Electrical Engineering and Computer Science

Unlike Many Graduates, Engineers See Rising Salaries   Bookmark and Share

 

This report was summarized in an email sent by First Bell. First Bell is a daily news briefing tailored to the needs of the engineering and technology education community and summarizes key reporting from the preceding 24 hours. First Bell is distributed by the American Society for Engineering Education (ASEE).


April 9, 2010

CNNMoney.com (4/9, Yousuf) reports, "College students gearing up to graduate this spring are likely to make less on their first job than those who got their degree last year," a report from the National Association of Colleges and Employers indicates. "Average salary offers to 2010 bachelor's degree candidates are down 1.7% to $47,673, compared to $48,515 last year," according to the report, which also found that "students seeking liberal arts degrees may face the hardest blow." However, "not all grads will be making less." NACE employment information manager Andrea Koncz noted, "Students graduating with more technical degrees are in higher demand." For example, "for engineering students, initial pay offers are 1.2% higher at $59,149."

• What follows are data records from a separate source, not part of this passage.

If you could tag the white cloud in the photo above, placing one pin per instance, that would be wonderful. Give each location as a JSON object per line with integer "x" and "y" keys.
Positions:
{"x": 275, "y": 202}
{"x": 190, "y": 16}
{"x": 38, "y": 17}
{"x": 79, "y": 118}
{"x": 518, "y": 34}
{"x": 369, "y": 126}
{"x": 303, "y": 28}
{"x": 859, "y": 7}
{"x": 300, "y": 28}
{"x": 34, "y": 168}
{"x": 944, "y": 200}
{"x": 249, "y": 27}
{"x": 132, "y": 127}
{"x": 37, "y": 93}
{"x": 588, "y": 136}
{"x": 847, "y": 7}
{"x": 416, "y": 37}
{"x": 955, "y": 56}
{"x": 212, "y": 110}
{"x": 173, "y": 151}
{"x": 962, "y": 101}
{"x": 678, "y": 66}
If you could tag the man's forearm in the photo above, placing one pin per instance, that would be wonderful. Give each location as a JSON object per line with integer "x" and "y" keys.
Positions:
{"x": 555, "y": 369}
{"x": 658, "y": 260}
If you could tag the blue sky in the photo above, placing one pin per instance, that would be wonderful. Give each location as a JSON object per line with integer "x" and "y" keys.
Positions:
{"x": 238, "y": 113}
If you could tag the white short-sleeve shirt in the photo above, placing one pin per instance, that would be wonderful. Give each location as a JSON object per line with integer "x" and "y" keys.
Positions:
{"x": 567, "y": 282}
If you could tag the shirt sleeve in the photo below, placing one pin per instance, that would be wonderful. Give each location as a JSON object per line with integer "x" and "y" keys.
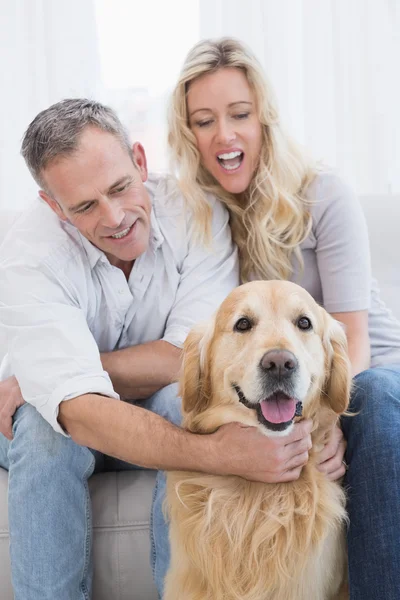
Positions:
{"x": 342, "y": 246}
{"x": 51, "y": 350}
{"x": 208, "y": 275}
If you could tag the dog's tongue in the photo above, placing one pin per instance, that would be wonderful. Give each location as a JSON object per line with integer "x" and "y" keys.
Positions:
{"x": 279, "y": 408}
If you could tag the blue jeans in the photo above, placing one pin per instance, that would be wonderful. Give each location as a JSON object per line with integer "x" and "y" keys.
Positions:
{"x": 49, "y": 503}
{"x": 373, "y": 485}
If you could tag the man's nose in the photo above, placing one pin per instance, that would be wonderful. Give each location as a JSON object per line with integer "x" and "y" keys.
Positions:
{"x": 112, "y": 214}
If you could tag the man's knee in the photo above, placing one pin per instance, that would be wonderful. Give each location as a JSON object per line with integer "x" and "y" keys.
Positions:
{"x": 376, "y": 391}
{"x": 375, "y": 408}
{"x": 36, "y": 442}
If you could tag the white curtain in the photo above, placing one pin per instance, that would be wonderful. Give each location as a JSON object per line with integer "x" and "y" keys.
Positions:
{"x": 48, "y": 52}
{"x": 334, "y": 65}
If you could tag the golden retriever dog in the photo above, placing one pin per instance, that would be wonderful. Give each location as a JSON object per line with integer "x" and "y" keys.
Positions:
{"x": 269, "y": 357}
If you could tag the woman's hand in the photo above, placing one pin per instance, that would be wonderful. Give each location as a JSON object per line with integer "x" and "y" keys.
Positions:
{"x": 331, "y": 459}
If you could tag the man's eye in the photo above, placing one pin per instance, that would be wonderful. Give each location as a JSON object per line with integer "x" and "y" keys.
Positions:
{"x": 84, "y": 209}
{"x": 243, "y": 324}
{"x": 120, "y": 189}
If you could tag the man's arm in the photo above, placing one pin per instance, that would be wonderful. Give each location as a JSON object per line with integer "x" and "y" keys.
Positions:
{"x": 207, "y": 275}
{"x": 140, "y": 371}
{"x": 136, "y": 435}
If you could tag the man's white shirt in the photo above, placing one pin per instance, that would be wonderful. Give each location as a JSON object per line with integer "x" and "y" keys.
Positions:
{"x": 62, "y": 302}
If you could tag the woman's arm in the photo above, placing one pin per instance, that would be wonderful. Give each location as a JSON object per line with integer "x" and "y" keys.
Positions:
{"x": 356, "y": 327}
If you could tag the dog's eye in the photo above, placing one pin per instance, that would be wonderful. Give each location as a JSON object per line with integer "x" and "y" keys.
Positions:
{"x": 304, "y": 323}
{"x": 243, "y": 324}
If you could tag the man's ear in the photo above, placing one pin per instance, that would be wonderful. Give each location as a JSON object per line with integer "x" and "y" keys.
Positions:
{"x": 55, "y": 207}
{"x": 140, "y": 160}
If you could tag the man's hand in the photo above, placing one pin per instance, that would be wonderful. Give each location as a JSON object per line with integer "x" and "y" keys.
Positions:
{"x": 331, "y": 459}
{"x": 10, "y": 399}
{"x": 246, "y": 452}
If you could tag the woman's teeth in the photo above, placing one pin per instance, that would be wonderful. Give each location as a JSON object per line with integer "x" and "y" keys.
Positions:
{"x": 121, "y": 234}
{"x": 230, "y": 160}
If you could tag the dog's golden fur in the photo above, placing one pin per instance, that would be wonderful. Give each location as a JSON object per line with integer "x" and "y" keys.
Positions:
{"x": 233, "y": 539}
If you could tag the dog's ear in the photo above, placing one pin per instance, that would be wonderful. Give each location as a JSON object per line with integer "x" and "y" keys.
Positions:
{"x": 195, "y": 383}
{"x": 337, "y": 384}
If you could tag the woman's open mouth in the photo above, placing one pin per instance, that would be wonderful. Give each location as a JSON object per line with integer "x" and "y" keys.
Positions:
{"x": 230, "y": 161}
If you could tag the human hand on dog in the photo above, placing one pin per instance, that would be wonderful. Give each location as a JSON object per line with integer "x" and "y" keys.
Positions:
{"x": 331, "y": 459}
{"x": 10, "y": 399}
{"x": 258, "y": 457}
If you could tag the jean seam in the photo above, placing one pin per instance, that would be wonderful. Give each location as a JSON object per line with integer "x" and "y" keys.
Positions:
{"x": 89, "y": 529}
{"x": 152, "y": 540}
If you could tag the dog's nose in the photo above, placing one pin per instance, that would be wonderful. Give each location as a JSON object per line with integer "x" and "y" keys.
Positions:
{"x": 279, "y": 362}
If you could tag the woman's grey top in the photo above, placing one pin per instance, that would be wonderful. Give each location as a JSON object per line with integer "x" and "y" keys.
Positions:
{"x": 337, "y": 264}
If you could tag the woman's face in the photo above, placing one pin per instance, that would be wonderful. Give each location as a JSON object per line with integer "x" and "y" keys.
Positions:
{"x": 223, "y": 117}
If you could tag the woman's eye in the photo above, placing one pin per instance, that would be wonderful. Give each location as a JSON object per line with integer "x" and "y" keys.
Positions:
{"x": 304, "y": 323}
{"x": 243, "y": 324}
{"x": 204, "y": 123}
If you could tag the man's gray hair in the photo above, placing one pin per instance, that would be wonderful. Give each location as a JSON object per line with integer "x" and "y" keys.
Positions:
{"x": 55, "y": 132}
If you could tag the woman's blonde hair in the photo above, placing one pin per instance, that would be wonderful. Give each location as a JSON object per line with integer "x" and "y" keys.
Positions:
{"x": 271, "y": 218}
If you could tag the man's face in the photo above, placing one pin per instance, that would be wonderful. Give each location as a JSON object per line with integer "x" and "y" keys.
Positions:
{"x": 100, "y": 191}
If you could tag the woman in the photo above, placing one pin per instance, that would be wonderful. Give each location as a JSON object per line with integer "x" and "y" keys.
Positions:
{"x": 293, "y": 220}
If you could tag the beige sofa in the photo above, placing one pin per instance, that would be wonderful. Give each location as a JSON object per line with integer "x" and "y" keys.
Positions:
{"x": 121, "y": 501}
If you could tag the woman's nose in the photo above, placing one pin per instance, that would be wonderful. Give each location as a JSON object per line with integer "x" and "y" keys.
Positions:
{"x": 225, "y": 132}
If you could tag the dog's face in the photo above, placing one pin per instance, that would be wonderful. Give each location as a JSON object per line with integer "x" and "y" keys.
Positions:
{"x": 269, "y": 354}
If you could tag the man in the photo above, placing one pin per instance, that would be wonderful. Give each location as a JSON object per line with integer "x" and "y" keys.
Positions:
{"x": 99, "y": 286}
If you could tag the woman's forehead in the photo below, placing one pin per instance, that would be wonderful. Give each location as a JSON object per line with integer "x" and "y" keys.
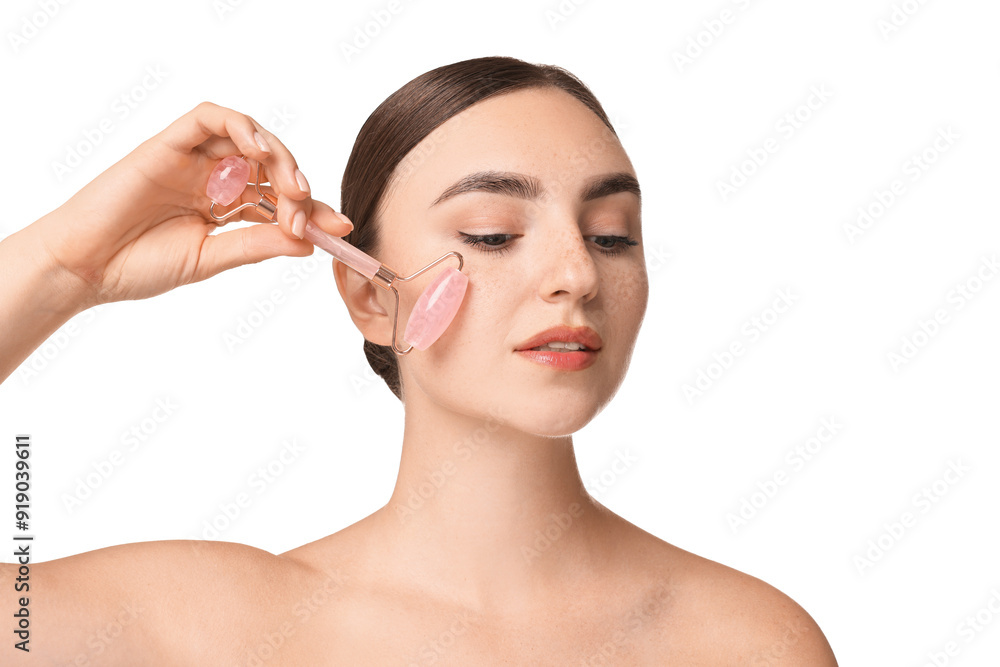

The Wall Street Journal (4/9, Murray) noted that, among engineering graduates, electrical engineers saw the largest increase, around three percent, followed by chemical and civil engineering graduates. Graduates with computer-related degrees increased by almost six percent.

The BusinessWeek (4/8, Lavelle) "Getting In" blog reports, "Finance and accounting majors fared fairly well-with average salary offers increasing 1.6% to $50,546 for the former and 0.4% to $48,575 for the latter." However, "computer science majors and engineering students both did far better. In fact, the only major that business students can claim to beat hands down is liberal arts, where grads saw their average salary offer drop by 8.9% to $33,540."